Part A (written by Andrew):

The production solution we are designing will meet the need for an intuitive pool training system. Taking into account global factors, pool itself is a global game played by people all over the world, and it has its origins dating back to the 1300s. As such, we need a system that is culture and language-agnostic. Namely, this system should work for someone in the United States as well as someone in France, Italy, etc. This requires our product to use minimal country-specific information/context – a concern we should think carefully about. Since we are used to living in the United States, we must think critically about these implicit biases. For instance, we planned our product to heavily rely on visual feedback instead of text. The trajectory prediction in particular is country/culture/language agnostic and so will meet world-wide contexts and factors. Additionally, we built the system as simple as possible, and with minimal effort on the part of the user. This would account for variations in different forms of pool. This also aids players who are not as technologically savvy. If we had made the primary method of feedback something more complicated or convoluted, then it would be a detriment to those who are not technology savvy.

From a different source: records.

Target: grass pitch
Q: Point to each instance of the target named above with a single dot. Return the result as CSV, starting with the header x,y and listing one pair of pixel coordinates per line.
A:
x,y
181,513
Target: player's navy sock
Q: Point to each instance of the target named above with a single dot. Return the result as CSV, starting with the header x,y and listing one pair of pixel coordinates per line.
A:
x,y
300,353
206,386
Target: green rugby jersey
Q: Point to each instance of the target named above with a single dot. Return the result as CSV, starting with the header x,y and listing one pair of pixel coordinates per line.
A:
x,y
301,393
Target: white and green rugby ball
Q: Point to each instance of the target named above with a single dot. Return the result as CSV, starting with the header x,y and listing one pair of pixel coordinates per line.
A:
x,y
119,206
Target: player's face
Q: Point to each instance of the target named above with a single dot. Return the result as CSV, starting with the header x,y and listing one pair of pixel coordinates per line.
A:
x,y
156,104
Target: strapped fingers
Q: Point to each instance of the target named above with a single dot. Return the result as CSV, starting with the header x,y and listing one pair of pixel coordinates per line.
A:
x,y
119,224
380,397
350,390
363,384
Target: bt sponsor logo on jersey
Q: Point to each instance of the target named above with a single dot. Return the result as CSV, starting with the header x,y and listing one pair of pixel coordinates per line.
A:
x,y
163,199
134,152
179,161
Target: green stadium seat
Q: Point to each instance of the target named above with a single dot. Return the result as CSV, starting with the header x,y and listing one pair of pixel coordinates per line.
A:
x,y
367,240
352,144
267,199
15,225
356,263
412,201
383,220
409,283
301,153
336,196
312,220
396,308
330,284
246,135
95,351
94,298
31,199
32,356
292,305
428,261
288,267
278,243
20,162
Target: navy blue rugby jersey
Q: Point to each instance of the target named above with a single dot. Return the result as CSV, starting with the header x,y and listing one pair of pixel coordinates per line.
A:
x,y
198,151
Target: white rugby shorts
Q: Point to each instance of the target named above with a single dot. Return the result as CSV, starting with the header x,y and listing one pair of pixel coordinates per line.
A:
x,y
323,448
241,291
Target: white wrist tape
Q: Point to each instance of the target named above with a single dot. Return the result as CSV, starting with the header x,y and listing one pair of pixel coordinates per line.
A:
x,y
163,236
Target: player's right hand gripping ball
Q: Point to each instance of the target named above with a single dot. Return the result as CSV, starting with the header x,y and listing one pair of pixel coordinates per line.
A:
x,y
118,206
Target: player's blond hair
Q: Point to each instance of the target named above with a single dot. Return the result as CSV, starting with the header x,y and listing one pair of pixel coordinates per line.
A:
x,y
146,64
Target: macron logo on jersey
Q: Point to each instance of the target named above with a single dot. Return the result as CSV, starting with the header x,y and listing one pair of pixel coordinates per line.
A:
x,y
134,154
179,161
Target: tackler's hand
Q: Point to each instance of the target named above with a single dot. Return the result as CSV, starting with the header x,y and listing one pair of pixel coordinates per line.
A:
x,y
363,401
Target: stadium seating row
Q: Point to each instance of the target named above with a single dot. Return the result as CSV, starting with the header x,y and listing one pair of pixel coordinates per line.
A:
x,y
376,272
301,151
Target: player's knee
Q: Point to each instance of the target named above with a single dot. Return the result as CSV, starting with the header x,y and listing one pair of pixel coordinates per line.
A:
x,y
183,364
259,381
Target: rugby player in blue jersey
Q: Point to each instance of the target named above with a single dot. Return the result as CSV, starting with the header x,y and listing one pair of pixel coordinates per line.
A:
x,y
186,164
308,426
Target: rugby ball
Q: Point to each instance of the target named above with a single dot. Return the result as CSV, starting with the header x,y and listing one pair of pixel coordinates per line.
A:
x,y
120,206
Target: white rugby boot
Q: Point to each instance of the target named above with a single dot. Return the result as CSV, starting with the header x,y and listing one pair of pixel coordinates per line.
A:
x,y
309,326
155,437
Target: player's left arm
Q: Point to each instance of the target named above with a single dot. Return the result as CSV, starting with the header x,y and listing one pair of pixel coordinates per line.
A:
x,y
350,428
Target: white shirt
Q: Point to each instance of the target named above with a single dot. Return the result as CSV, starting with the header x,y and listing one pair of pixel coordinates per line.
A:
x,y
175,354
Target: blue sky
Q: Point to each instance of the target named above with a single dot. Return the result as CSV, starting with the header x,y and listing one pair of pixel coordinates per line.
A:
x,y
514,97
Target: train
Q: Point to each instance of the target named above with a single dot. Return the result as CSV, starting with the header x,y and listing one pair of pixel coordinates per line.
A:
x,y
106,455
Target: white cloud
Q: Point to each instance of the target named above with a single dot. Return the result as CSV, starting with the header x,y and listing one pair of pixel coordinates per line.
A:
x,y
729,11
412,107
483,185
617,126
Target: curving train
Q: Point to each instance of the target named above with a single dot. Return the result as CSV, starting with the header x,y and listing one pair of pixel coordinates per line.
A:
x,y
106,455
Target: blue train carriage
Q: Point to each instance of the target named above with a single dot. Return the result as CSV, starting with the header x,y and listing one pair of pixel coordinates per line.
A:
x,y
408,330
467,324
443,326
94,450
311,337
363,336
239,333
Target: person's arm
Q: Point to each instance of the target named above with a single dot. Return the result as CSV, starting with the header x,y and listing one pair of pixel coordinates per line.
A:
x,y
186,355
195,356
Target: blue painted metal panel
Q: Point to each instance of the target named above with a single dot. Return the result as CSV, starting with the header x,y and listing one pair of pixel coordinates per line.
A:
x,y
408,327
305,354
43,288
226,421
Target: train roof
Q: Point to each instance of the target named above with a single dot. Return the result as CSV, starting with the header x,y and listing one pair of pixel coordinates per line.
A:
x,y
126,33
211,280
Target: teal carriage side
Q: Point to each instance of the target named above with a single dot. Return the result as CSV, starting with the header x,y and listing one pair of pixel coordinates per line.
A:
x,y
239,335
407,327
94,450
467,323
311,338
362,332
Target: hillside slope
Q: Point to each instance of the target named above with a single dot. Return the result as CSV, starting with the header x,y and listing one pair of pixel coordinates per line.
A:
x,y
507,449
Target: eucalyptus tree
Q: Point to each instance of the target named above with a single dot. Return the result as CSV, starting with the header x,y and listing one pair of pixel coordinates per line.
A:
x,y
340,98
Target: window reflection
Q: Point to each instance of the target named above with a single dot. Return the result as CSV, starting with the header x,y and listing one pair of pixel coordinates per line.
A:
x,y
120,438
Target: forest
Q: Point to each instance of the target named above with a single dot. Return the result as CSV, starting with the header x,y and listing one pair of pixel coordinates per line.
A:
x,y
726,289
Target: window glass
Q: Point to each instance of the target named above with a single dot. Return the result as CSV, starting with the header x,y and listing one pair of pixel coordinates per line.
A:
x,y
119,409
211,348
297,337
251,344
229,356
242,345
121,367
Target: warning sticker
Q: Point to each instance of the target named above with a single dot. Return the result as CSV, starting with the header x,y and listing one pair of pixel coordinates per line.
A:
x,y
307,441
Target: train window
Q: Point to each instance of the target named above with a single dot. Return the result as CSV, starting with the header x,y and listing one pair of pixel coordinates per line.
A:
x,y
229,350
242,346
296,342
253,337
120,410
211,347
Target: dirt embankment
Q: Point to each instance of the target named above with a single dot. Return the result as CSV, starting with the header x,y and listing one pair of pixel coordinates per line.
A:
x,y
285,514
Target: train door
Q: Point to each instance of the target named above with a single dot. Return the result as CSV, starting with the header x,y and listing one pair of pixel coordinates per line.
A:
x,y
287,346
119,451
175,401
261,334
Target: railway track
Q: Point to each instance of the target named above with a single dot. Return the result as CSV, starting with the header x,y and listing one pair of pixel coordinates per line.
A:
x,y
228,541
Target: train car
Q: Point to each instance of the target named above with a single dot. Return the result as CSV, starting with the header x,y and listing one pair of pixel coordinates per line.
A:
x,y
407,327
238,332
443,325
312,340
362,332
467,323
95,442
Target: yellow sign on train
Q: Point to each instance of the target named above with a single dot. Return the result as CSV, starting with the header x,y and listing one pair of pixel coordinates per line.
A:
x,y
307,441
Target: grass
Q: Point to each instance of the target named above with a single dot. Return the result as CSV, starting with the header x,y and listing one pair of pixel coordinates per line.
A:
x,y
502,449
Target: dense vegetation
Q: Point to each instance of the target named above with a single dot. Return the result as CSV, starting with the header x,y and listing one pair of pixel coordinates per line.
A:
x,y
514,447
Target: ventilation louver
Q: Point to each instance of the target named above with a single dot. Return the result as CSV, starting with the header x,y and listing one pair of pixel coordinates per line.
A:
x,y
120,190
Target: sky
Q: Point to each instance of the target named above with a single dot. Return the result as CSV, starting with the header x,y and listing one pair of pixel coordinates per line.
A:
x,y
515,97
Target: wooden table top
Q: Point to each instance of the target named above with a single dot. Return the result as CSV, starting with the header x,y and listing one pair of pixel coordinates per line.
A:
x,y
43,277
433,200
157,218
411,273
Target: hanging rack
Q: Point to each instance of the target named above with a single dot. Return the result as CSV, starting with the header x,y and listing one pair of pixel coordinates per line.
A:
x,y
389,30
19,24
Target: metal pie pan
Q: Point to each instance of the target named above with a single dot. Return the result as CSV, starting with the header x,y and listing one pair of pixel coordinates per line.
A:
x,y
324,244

Part B (written by Debrina):

The production solution we are designing meets the need for a pool training system that has an intuitive user interface. The consideration of cultural factors is similar to that of global factors. Our training system makes no assumptions on which languages are spoken by our users. Nor does it make any assumptions regarding the level of language proficiency our users have. The feedback provided by our pool training system is purely visual, which makes its interface easily understood by users of all cultures and backgrounds. Our product solution also has the potential to spread the accessibility and popularity of billiards in cultures where the game is not as widespread. Currently, the game of billiards is more popular in some countries and cultures than others (the United States, United Kingdom, and Philippines, to name a few). Our product solution’s intuitive user interface would be able to promote the game of billiards in other cultures. The versatility of our product solution provides people of all cultures an opportunity to learn to play billiards.

Part C (written by Tjun Jet):

CueTips considers various environmental factors in the selection of our material, power consumption, and the modularity and reusability of our product. When selecting the material to use to build the frame for our pool table, we not only considered the biodegradability of the material used, but also the lifespan of the material. We bought a frame that consisted of wooden boards to hold the pool table, and metal frames as the stand. We initially considered using plywood planks to build our own frames, but we decided against it when we realized that prototyping and building the frame over and over again could lead to a lot of material wastage. Furthermore, our frame is modular and reusable, meaning it is easy to take apart and rebuild. For instance, if a consumer is moving the location of the pool table, it will be easy for them to take it apart and build it in another area, without the need for large transportation costs. To ensure appropriate lighting for the camera detection, we also lined the frame with LED Neopixels. LED neopixels are generally energy-efficient compared to traditional lighting. When used efficiently, this minimizes unnecessary power consumption. Thus, by carefully selecting biodegradable material, choosing energy efficient lighting, and making our entire product easily transportable, modular, and reusable, CueTips aims to provide a pleasant yet environmentally friendly pool learning experience.